Stable computing hardware (was: Re: AMD vs. Intel)
Most of this is stuff I gathered from various fonts, and some of my nearly
forgotten experience with designs for highly-stable and durable generator
static field controllers.
On Wed, 07 Apr 2004, Christian Schnobrich wrote:
> On Mit, 2004-04-07 at 12:44, martin f krafft wrote:
> > I am a huge fan of AMD, not only because their processors are
> > cheaper.
> > Recently, however, I have experienced random crashes on two machines
> > that run AMDs. The crashes seem to be related to IO and happen
Let me guess: VIA chipset? I have a A7V motherboard that does the
same, unpredictably. The PCI bus just hangs the entire machine. After that
one, I tried to learn a thing or two about common consumer computer
Now I know why we paid US$1000 for i386-based industrial controlers to run
the generators ;-)
> I have no first-hand experience, but from stories I heard it seems that
> Intel has some benefits over AMD. Stories like USB stuff going haywire
> after every two-dozen (dis)connects and other more or less obscure,
> hard-to-track-down issues that might well never turn up in home use.
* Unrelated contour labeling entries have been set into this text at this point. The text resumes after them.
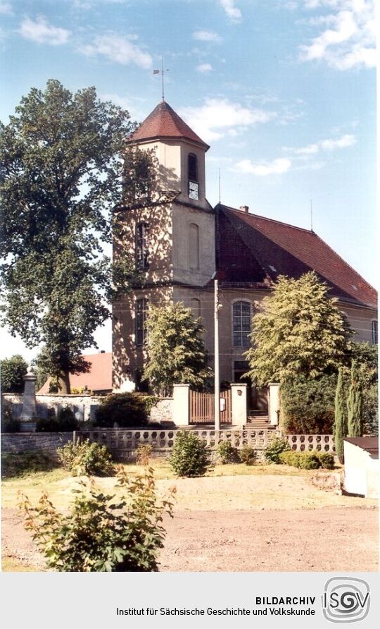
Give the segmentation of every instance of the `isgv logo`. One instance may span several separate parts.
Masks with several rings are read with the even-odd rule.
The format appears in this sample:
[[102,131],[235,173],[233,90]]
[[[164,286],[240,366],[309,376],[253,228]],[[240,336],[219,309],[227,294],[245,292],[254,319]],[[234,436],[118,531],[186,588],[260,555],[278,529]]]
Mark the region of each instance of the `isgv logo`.
[[362,579],[333,577],[326,583],[322,598],[323,615],[331,623],[362,621],[369,611],[369,586]]

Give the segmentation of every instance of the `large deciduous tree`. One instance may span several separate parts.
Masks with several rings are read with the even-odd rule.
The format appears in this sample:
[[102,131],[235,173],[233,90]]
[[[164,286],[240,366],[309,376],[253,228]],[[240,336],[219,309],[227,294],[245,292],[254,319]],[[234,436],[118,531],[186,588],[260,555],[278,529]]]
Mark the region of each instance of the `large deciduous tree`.
[[351,331],[314,271],[279,277],[253,319],[246,353],[251,378],[258,385],[336,372],[346,358]]
[[133,128],[94,87],[72,94],[53,80],[0,126],[3,319],[27,346],[44,343],[63,391],[70,372],[88,369],[82,352],[133,273],[125,257],[113,267],[103,249]]
[[212,373],[201,336],[204,331],[201,317],[194,318],[182,302],[149,308],[144,375],[153,389],[168,393],[173,384],[204,386]]

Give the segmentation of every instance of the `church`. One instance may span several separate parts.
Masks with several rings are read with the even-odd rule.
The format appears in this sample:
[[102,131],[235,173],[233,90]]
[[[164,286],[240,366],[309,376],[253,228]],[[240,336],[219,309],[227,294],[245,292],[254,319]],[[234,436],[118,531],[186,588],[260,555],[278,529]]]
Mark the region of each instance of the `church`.
[[[220,286],[220,380],[247,371],[251,318],[279,275],[314,270],[338,298],[357,340],[377,343],[376,292],[314,231],[257,216],[246,205],[213,207],[206,198],[209,146],[163,101],[128,138],[154,152],[161,201],[125,203],[114,256],[129,255],[141,282],[113,304],[113,386],[144,389],[145,321],[150,305],[183,302],[201,317],[213,366],[214,278]],[[265,410],[264,391],[251,405]]]

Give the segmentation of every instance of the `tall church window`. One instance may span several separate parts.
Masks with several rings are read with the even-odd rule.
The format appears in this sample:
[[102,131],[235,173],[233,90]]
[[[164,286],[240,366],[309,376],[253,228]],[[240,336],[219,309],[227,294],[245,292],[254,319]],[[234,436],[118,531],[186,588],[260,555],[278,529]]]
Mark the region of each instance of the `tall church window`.
[[234,346],[249,347],[251,334],[251,304],[248,301],[236,301],[232,308]]
[[371,322],[372,345],[377,345],[377,321]]
[[136,226],[136,268],[138,271],[145,271],[149,266],[148,230],[148,223],[139,223]]
[[195,223],[189,226],[189,266],[191,271],[199,269],[199,227]]
[[198,317],[201,317],[201,300],[199,299],[191,299],[191,310],[193,311],[193,315],[196,319],[198,319]]
[[144,345],[145,341],[148,300],[146,298],[136,300],[134,319],[134,342],[137,346]]
[[189,197],[197,201],[199,199],[199,184],[198,183],[198,159],[194,153],[187,157],[187,178],[189,181]]

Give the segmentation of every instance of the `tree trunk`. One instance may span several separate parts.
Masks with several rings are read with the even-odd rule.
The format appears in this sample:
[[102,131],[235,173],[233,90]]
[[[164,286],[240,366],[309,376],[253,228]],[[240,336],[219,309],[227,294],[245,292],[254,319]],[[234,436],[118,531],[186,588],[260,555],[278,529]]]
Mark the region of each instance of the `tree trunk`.
[[70,374],[68,372],[62,372],[58,381],[58,393],[65,396],[70,393]]

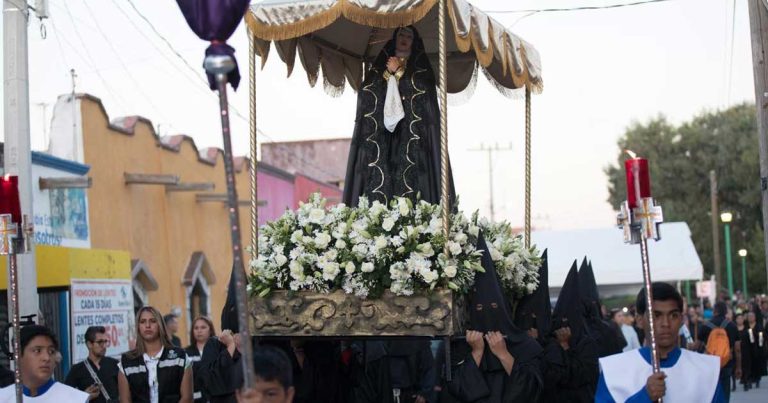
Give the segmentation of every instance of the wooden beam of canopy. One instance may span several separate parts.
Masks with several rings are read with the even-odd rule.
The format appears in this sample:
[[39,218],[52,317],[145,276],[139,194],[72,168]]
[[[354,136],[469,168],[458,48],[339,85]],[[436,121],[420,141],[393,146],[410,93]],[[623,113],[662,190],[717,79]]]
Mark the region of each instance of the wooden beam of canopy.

This is probably related to the chipset or motherboard, and not the CPU
itself. AMD CPUs (and chipsets made BY AMD) are good stuff.
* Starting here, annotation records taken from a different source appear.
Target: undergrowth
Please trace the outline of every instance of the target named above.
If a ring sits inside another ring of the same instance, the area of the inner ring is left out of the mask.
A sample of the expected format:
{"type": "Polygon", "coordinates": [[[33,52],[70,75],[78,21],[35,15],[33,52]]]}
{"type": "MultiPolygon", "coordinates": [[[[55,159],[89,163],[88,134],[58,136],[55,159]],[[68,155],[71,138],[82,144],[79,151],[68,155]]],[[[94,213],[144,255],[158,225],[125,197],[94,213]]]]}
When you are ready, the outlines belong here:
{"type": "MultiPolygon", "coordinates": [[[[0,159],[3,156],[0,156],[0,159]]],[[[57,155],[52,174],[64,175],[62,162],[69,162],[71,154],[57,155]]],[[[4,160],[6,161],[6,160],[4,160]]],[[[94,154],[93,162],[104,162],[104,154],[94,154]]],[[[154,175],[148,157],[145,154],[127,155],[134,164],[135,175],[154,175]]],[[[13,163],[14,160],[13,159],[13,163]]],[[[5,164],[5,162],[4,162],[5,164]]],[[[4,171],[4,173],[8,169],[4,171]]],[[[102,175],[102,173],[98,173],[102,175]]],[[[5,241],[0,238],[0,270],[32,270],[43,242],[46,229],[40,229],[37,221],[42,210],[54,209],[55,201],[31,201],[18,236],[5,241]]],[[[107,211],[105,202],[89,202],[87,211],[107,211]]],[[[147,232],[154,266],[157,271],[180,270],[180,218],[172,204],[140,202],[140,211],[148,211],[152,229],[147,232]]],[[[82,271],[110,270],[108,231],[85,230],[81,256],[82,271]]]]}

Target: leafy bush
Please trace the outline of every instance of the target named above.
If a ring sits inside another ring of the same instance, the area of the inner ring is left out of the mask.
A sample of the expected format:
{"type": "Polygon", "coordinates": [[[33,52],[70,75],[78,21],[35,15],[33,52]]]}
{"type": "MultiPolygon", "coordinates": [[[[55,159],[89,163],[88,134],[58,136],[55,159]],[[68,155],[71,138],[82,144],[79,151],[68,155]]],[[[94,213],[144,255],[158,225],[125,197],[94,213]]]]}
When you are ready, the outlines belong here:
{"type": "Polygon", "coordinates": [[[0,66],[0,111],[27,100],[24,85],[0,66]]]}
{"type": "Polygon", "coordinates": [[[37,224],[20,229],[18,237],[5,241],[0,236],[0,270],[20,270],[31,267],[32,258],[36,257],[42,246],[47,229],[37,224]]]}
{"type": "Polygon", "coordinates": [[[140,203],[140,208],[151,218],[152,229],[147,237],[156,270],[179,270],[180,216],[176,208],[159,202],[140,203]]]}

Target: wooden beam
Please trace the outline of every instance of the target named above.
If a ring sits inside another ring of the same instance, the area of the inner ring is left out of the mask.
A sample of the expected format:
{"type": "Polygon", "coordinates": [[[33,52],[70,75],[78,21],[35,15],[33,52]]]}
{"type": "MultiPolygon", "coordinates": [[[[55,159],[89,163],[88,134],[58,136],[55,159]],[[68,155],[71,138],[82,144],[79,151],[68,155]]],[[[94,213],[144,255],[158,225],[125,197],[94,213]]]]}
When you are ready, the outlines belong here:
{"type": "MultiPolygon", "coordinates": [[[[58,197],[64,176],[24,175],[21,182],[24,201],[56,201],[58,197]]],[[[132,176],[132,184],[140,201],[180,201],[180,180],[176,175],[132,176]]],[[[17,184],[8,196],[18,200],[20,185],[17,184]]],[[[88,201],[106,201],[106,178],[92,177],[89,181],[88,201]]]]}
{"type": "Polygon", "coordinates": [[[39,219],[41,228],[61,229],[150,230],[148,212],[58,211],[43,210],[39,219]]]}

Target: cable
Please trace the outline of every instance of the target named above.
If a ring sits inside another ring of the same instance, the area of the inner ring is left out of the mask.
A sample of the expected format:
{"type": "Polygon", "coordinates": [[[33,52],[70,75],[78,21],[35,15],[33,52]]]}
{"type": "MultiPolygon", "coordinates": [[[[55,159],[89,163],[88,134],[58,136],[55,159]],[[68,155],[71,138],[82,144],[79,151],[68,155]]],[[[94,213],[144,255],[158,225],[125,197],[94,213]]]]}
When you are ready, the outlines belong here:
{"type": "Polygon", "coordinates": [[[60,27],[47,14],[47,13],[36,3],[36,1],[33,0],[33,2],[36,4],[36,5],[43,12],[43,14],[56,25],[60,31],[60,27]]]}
Decide if you want performance or stability, and buy your system (and
components) accordingly. If you need easy to find stable systems for mostly
desktop use, you will probably have to go with an Intel motherboard and
Intel CPU. If you can hunt for uncommon hardware, you'll find very stable
AMD solutions, too.
If you get a motherboard with one of those "for gamers and casual users"
chipsets (i.e. not *made* by AMD, Intel or ServerWorks AFAIK), don't expect
a computer that never flips bits at the wrong time. If you get a
motherboard from someone that specializes on boards for gamers, you will get
a "gamer" board no matter what they tell you.
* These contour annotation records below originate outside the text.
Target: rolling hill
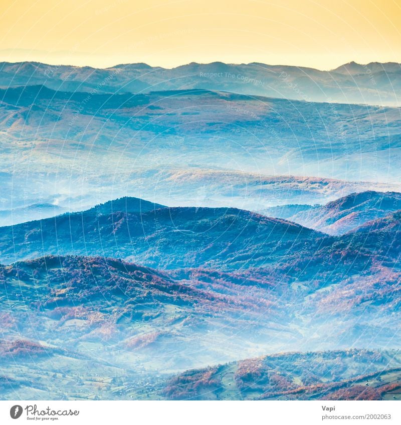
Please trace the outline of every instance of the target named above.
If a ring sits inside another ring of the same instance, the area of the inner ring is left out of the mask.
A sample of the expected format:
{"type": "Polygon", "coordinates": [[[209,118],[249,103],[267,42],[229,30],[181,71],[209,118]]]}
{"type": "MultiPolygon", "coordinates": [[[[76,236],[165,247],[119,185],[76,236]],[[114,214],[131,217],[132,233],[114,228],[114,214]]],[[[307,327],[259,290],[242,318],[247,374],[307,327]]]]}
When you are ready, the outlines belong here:
{"type": "Polygon", "coordinates": [[[75,254],[157,268],[234,270],[275,263],[306,240],[312,241],[310,250],[326,243],[323,234],[250,211],[160,206],[125,198],[82,212],[0,228],[2,261],[75,254]]]}
{"type": "Polygon", "coordinates": [[[266,212],[306,227],[339,235],[399,209],[399,193],[367,191],[350,194],[321,206],[283,206],[266,212]]]}
{"type": "Polygon", "coordinates": [[[250,64],[191,63],[172,69],[126,64],[106,69],[36,62],[0,64],[0,86],[45,85],[75,92],[148,92],[203,89],[276,98],[399,106],[399,64],[344,64],[330,71],[250,64]]]}

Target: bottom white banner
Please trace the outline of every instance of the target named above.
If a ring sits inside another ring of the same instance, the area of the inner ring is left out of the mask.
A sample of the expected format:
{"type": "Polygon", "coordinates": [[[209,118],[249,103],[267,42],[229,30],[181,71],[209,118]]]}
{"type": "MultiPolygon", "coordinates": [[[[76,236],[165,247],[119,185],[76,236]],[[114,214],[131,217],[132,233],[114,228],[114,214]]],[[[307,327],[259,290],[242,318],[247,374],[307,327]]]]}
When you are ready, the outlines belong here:
{"type": "Polygon", "coordinates": [[[397,401],[0,401],[0,424],[401,423],[397,401]]]}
The same goes for your memory modules. A rule of thumb is that if it
doesn't have a lifetime warranty, it should not be anywhere close to a
computer that cannot crash. Also, be careful with "extreme performance"
memory modules: being conservative is good for continued stability. For
anything above 256MB of RAM in the system, get ECC modules. People don't
seem to grasp just the amount of luck they need not to get a bit flip with
today's memory sizes, if they leave the computer active for any extended
period of time.
ECC memory is extremely more resilient to corruption. It WILL experience bit
flips as often as common memory, obviously... But you need two bit flips *in
a certain area* (that must happen before the affected area is accessed
again), to get memory corruption. That is far more unlikely to happen.
Really bad electric or eletromagnetic noise will defeat ECC memory, though.
You need a top-notch power supply and good cooling too, of course. Most
power supplies aren't adequate for non-error operation. You have to
handpick them. And the good ones ain't cheap.
Bad power supplies will KILL your system. Usually the memories go first,
then the disks, and finally the motherboard and PCI cards. This can be
silent, as power flutuations can degrade the characterisitics of components
throughout the system slowly. Eventualy it gets to a point where something
important gives in, causing a crash. You can fix whatever broke, but the
system as a whole will never be as stable as it once was.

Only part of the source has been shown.